Grey blanketed her, in color and in mood. She had no desire to shake off either the dull, plodding thoughts or the quilt. The poor thing was tattered, worn, bearing stains of generations. It was appropriate. She huddled into its warmth, turning her face away from the window. Streaks of sunlight had the audacity to peek through the glass.
When the sunshine went away, she ventured from under the covers. Lumbering between shadows, she went to the kitchen. She didn’t want to eat. She wanted to sleep. More sleep, not food. Her shrink’s voice joined the others. “Prove you can take care of yourself this week, Marnie. The nurse will check on you Tuesday morning.” Monday night now. The battle between self-care nonsense and getting stuck in the hospital again. Right, soup and a shower.
Then she could sleep again.
There was something unnatural about the way these beings moved. Petram nearly laughed aloud, a terrible breach of protocol. She felt the eyes of the ambassador swivel her way and her merriment disappeared. Alien meant different, after all. Not of our experience. The four legged yet upright Fiirmi certainly met that requirement. Coming from a nebula beyond Terratoo’s reach sealed the deal. The hiss of their respirators pumping who knows what into their flat noses was the only sound as they approached.

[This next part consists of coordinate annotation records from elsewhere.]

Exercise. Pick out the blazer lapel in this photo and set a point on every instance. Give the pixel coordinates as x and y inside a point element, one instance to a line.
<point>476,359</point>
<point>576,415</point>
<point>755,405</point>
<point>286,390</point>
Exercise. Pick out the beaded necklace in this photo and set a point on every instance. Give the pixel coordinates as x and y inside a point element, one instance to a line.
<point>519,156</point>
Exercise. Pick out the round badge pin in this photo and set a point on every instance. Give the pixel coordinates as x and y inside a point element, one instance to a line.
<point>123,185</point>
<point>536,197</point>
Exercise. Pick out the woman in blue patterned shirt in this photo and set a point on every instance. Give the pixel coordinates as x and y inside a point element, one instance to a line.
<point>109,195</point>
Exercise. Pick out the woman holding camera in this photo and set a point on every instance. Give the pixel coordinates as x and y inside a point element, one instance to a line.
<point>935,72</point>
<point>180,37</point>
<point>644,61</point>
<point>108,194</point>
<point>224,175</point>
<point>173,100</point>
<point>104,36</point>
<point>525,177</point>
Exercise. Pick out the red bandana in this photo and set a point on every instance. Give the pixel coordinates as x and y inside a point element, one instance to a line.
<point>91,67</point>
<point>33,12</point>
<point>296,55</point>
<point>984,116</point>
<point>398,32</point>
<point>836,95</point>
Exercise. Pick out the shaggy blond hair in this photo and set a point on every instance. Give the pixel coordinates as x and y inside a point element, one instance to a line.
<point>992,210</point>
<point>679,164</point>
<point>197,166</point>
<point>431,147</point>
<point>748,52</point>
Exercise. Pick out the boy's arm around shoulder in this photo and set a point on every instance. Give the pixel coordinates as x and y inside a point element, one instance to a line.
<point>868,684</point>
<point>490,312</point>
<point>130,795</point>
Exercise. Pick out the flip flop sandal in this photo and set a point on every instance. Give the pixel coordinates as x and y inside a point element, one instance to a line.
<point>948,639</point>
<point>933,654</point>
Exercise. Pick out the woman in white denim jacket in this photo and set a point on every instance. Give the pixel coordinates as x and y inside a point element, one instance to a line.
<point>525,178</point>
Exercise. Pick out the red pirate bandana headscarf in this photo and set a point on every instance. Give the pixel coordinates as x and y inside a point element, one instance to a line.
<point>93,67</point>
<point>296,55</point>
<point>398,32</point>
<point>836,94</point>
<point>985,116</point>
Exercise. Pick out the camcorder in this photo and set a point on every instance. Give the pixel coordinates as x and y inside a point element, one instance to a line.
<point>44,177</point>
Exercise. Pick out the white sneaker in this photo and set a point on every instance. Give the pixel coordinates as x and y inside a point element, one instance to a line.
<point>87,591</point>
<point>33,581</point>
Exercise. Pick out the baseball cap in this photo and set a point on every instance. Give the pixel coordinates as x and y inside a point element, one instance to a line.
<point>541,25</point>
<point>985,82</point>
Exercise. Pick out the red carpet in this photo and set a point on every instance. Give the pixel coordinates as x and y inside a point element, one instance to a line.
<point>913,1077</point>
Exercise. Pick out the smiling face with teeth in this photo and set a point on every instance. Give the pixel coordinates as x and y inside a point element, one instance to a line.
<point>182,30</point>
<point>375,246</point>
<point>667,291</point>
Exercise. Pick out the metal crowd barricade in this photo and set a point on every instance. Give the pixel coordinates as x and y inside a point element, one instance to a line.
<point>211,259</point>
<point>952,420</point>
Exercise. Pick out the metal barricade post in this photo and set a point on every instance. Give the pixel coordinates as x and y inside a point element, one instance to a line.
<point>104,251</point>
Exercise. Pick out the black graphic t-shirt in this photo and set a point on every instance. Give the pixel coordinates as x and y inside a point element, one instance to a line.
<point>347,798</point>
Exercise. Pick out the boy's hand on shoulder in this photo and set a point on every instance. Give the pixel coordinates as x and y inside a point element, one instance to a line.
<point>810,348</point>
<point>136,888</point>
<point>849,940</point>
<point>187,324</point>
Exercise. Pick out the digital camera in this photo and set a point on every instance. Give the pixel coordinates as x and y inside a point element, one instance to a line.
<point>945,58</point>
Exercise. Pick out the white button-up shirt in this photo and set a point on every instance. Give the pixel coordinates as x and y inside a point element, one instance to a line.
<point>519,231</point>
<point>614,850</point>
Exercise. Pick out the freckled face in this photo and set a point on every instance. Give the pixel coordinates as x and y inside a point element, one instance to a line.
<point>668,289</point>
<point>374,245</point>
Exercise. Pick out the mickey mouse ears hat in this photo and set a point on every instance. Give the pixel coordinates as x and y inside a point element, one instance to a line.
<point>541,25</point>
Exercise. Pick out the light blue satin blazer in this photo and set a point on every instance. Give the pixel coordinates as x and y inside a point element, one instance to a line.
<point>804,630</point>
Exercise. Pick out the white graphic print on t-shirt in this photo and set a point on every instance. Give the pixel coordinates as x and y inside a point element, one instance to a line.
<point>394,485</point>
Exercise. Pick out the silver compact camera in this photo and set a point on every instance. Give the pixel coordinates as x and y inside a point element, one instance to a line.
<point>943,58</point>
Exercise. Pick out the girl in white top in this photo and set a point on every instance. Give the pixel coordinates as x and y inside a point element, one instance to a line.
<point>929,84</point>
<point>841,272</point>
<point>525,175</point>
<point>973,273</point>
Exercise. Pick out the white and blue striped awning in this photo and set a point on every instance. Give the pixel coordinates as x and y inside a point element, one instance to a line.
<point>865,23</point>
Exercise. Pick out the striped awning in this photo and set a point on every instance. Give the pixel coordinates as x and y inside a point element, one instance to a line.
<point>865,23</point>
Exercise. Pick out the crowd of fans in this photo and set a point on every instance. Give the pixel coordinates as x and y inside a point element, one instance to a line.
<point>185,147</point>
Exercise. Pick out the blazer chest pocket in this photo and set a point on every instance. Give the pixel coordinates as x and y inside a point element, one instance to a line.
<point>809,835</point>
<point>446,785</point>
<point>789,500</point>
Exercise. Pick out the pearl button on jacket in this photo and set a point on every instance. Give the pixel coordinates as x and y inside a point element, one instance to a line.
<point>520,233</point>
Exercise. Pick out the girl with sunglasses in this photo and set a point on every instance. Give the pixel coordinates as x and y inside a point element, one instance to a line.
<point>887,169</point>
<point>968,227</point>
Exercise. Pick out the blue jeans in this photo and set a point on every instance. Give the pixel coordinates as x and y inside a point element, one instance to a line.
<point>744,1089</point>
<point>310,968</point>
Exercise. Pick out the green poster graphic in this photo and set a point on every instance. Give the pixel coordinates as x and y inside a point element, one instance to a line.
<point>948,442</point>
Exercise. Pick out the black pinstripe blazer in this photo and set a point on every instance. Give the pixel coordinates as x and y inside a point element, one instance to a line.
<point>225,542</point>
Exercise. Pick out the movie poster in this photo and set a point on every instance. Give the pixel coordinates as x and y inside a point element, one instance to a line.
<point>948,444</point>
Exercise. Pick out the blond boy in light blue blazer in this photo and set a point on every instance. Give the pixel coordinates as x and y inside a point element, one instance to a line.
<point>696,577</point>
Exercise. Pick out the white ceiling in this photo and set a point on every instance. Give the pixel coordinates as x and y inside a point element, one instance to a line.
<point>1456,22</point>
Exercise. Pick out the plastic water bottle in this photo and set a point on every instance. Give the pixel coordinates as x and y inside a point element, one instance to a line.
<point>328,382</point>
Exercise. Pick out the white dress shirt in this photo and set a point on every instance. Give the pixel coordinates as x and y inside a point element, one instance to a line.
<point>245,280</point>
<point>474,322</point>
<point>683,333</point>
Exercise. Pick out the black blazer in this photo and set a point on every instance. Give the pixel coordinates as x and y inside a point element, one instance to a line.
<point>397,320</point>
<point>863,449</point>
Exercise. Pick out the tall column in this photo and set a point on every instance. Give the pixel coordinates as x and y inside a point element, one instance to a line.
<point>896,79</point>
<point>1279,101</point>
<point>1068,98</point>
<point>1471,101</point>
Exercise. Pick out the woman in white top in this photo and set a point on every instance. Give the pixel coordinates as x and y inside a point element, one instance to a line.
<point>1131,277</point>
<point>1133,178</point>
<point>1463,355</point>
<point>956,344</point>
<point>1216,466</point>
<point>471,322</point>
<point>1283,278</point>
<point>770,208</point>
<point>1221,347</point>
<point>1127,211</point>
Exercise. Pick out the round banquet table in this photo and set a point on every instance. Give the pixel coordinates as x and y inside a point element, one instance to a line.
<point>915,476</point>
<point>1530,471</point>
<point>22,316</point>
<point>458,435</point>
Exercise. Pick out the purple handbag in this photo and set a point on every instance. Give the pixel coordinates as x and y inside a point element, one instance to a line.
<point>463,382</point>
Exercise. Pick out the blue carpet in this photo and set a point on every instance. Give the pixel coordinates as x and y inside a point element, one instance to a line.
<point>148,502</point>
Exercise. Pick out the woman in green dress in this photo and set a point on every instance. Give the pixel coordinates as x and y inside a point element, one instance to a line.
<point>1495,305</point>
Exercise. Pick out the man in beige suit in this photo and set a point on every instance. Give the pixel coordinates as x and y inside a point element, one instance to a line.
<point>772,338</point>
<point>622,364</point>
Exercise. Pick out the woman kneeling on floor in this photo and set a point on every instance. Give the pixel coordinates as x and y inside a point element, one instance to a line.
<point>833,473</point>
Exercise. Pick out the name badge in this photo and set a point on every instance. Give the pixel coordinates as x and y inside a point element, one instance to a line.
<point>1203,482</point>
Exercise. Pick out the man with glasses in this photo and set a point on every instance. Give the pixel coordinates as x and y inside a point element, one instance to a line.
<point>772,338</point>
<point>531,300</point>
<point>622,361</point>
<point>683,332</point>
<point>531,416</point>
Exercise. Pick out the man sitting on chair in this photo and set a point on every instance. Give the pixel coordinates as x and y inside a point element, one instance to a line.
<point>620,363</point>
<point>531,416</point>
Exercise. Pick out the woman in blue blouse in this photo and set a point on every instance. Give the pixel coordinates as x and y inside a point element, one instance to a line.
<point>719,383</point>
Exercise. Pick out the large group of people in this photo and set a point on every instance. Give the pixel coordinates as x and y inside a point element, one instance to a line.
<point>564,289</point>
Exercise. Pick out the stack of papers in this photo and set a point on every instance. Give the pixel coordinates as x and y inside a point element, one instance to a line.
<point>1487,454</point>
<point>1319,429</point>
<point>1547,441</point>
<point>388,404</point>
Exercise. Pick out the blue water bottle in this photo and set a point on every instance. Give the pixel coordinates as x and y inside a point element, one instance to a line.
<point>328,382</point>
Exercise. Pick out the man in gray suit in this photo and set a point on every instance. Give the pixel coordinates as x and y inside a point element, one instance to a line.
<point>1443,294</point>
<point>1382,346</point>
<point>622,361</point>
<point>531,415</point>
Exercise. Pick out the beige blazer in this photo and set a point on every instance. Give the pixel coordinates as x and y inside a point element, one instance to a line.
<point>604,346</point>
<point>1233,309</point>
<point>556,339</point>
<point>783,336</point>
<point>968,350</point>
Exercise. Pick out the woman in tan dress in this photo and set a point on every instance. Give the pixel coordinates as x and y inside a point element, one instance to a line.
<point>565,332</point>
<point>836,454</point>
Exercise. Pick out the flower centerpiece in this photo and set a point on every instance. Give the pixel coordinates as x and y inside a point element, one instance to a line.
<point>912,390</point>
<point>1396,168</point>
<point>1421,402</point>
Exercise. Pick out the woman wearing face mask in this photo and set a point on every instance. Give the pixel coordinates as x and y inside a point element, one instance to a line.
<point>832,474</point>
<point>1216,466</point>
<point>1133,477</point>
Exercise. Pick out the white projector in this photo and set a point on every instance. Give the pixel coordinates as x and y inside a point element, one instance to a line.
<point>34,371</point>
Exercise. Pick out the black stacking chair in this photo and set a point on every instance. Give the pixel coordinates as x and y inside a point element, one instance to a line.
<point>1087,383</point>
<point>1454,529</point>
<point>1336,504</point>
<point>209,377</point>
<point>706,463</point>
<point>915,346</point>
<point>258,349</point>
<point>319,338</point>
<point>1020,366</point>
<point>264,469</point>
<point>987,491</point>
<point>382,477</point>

Petram was far down the line from the ambassador. Celebrity had its perks, but it didn’t trump political and diplomatic credentials. Her predictions as to contact with alien species paid off bigtime when the Fiirmi arrived. As she wrote, they were the ones driving the tram. Terratoo’s people liked to think they were advanced enough to explore the cosmos, ready for first encounters. The truth is, her people were just poking about in the galaxy while the Fiirmi, and likely others, observed. Were they amused? How would she know? They were alien. Along with the others, she bowed to them, but lifted her head quickly. Mustn’t miss a moment of this.